Мышкин или Рогожин, Ставрогин или Кириллов. В странной, точно не русской, заплетающейся речи нигилиста Кириллова чувствуется нечто особое, жуткое, пророческое и вместе с тем болезненное, напряженное, напоминающее о припадках эпилепсии — то же что и в простом, глубоко-народном русском языке «святого» князя Мышкина. Когда Федор Павлович Карамазов, вдруг весь оживляясь и присюсюкивая, обращается к сыновьям своим:
«Эх вы, ребята, деточки, поросяточки вы маленькие, для меня… даже во всю мою жизнь — мовешек не существовало — даже вьельфильки, и в тех иногда отыщешь такое, что только диву даешься… Босоножку и мовешку надо сперва-наперво удивить — вот как надо за нее браться… Удивить ее надо до восхищения, до пронзения, до стыда, что в такую чернявку, как она, такой барин влюбился», — мы видим не только душу старика, но и жирный, трясущийся кадык его, и мокрые, тонкие губы, которые брызжут слюною, и крошечные, бесстыдно-проницательные глазки, и весь его хищный облик, облик «старого римлянина времен упадка». Когда мы узнаем, что на пакете с деньгами, запечатанном и обвязанном ленточкою, написано было собственною рукою Федора Павловича: «Ангелу моему Грушеньке, если захочет прийти», а потом, дня через три, прибавлено: «и цыпленочку», — он вдруг весь, как живой, встает перед нами. Мы не могли бы объяснить, как и почему, но мы чувствуем, что в этом запоздалом «и цыпленочку» уловлена какая-то тончайшая сладострастная морщинка в лице его, от которой нам делается физически-жутко, как от прикосновения насекомого — огромного паука или тарантула. Это — только слово, но в нем — плоть и кровь. Это, конечно, «выдумано», но почти невозможно поверить, чтобы это было только выдумано. Это именно та последняя черточка, вследствие которой портрет становится слишком живым, как будто художник, переступая за пределы искусства, заключил в полотно и краски нечто волшебное, сверхъестественное — душу того, с кого писал портрет, так что почти страшно смотреть на него: кажется, вот-вот пошевелится и выступит из рамы как призрак.

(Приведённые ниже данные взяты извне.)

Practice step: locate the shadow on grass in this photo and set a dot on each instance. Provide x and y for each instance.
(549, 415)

Таким образом, Достоевскому не нужно описывать наружность действующих лиц: особенностями языка, звуками голоса сами они изображают не только свои мысли и чувства, но и свои лица, и свои тела. У Л. Толстого движения, выражения внешнего телесного облика, передавая внутренние состояния души, часто делают глубокими и многозначительными самые ничтожные речи героев, даже нечленораздельные звуки и молчания: от телесного Л. Толстой идет к душевному, от внешнего — к внутреннему. Не меньшей ясности облика телесного достигает обратным путем Достоевский: от внутреннего идет он к внешнему, от душевного — к телесному, от сознательного, человеческого — к стихийно-животному. У Л. Толстого мы слышим, потому что видим; у Достоевского мы видим, потому что слышим.

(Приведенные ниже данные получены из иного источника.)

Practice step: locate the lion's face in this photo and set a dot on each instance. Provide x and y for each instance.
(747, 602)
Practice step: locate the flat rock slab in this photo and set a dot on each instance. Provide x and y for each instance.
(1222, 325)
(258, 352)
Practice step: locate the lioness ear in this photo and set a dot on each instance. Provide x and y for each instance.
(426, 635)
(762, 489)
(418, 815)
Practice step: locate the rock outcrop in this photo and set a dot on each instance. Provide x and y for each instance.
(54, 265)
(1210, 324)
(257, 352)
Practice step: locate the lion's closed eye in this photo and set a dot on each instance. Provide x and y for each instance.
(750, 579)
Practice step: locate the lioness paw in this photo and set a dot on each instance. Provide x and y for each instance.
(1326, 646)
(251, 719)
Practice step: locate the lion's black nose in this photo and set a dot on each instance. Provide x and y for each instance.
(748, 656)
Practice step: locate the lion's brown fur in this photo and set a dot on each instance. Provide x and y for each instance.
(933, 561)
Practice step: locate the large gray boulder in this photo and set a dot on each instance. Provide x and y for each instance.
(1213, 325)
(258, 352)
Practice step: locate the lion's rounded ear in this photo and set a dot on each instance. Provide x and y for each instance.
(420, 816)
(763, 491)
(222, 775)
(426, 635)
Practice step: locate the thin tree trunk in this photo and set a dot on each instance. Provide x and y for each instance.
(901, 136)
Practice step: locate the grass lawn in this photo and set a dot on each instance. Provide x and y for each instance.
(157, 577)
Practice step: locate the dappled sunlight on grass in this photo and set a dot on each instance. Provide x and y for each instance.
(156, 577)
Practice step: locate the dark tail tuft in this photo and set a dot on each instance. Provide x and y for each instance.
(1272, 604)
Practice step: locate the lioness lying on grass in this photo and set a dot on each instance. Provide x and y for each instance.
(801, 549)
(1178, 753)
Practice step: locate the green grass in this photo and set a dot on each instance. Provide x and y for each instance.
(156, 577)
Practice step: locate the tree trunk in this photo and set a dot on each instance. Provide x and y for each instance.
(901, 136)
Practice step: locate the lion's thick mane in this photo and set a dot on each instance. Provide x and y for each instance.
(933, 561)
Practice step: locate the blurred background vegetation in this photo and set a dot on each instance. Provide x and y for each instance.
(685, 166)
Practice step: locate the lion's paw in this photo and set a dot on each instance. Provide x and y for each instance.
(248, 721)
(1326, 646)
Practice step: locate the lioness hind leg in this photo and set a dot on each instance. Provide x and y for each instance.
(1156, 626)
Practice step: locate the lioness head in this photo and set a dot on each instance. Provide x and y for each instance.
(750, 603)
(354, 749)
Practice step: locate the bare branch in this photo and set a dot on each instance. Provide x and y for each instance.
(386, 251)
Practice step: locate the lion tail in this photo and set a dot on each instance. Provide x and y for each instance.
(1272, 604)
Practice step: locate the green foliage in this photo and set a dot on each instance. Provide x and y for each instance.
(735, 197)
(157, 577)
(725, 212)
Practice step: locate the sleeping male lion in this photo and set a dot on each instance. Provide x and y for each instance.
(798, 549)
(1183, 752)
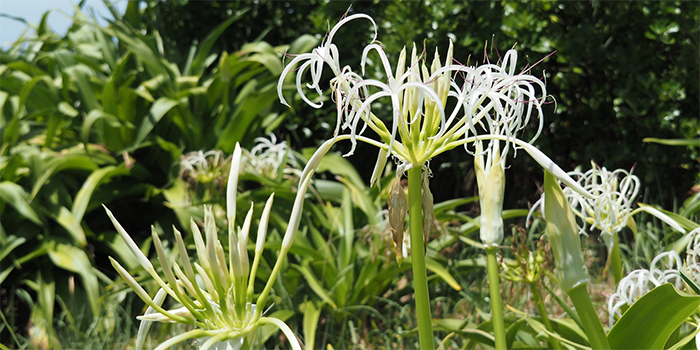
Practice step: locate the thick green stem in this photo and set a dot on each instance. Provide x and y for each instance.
(499, 330)
(537, 298)
(615, 259)
(420, 277)
(591, 323)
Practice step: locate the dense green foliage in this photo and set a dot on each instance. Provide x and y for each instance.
(112, 115)
(619, 72)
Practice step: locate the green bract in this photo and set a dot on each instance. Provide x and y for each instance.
(215, 293)
(563, 236)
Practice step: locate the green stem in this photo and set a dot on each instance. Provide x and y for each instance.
(499, 330)
(591, 323)
(420, 277)
(615, 259)
(537, 298)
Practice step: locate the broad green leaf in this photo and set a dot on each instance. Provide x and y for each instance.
(336, 165)
(10, 244)
(468, 331)
(687, 342)
(82, 198)
(81, 74)
(204, 48)
(96, 115)
(441, 271)
(267, 330)
(14, 195)
(651, 320)
(564, 330)
(66, 219)
(314, 283)
(59, 163)
(74, 259)
(312, 313)
(162, 106)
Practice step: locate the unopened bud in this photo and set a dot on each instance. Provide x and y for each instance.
(398, 207)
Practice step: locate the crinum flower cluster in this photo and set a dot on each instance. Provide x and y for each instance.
(215, 293)
(202, 167)
(610, 211)
(608, 207)
(663, 269)
(493, 99)
(267, 156)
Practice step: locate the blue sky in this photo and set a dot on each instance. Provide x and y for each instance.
(59, 19)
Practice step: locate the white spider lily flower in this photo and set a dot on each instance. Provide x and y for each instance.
(608, 205)
(491, 180)
(214, 294)
(327, 53)
(267, 156)
(663, 269)
(493, 101)
(615, 192)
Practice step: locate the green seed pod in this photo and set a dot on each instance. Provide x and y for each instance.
(491, 180)
(563, 236)
(398, 207)
(428, 211)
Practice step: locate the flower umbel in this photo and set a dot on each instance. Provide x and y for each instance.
(214, 293)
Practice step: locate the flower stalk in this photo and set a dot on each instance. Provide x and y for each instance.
(420, 277)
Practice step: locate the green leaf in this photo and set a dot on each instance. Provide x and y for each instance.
(162, 106)
(208, 42)
(82, 198)
(66, 219)
(651, 320)
(76, 260)
(314, 283)
(14, 195)
(267, 330)
(67, 161)
(467, 331)
(10, 244)
(311, 315)
(96, 115)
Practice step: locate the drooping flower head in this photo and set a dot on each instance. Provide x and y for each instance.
(663, 269)
(215, 293)
(491, 99)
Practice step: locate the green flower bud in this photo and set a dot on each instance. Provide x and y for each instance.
(491, 180)
(563, 236)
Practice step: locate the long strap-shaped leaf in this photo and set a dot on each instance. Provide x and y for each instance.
(649, 322)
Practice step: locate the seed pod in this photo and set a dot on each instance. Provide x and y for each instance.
(398, 207)
(428, 211)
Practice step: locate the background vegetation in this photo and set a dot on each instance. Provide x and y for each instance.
(105, 115)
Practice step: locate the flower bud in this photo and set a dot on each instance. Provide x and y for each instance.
(491, 180)
(428, 211)
(563, 236)
(398, 207)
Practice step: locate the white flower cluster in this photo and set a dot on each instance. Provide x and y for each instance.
(609, 206)
(663, 269)
(495, 98)
(266, 157)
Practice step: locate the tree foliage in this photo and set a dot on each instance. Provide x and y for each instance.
(618, 72)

Не одно мастерство диалога, но и другие особенности творчества приближают Достоевского к строю великого трагического искусства. Иногда кажется, что оттого только не писал он трагедий, что внешняя форма эпического повествования — романа — была случайно преобладающею формою современной ему литературы, и также оттого, что не было для него достойной трагической сцены, а главное, достойных зрителей, ибо всякая трагедия создается лишь соединенными творческими силами художника и зрителей: надо, чтобы в сердце народа была способность к трагическому, чтобы трагедия действительно родилась.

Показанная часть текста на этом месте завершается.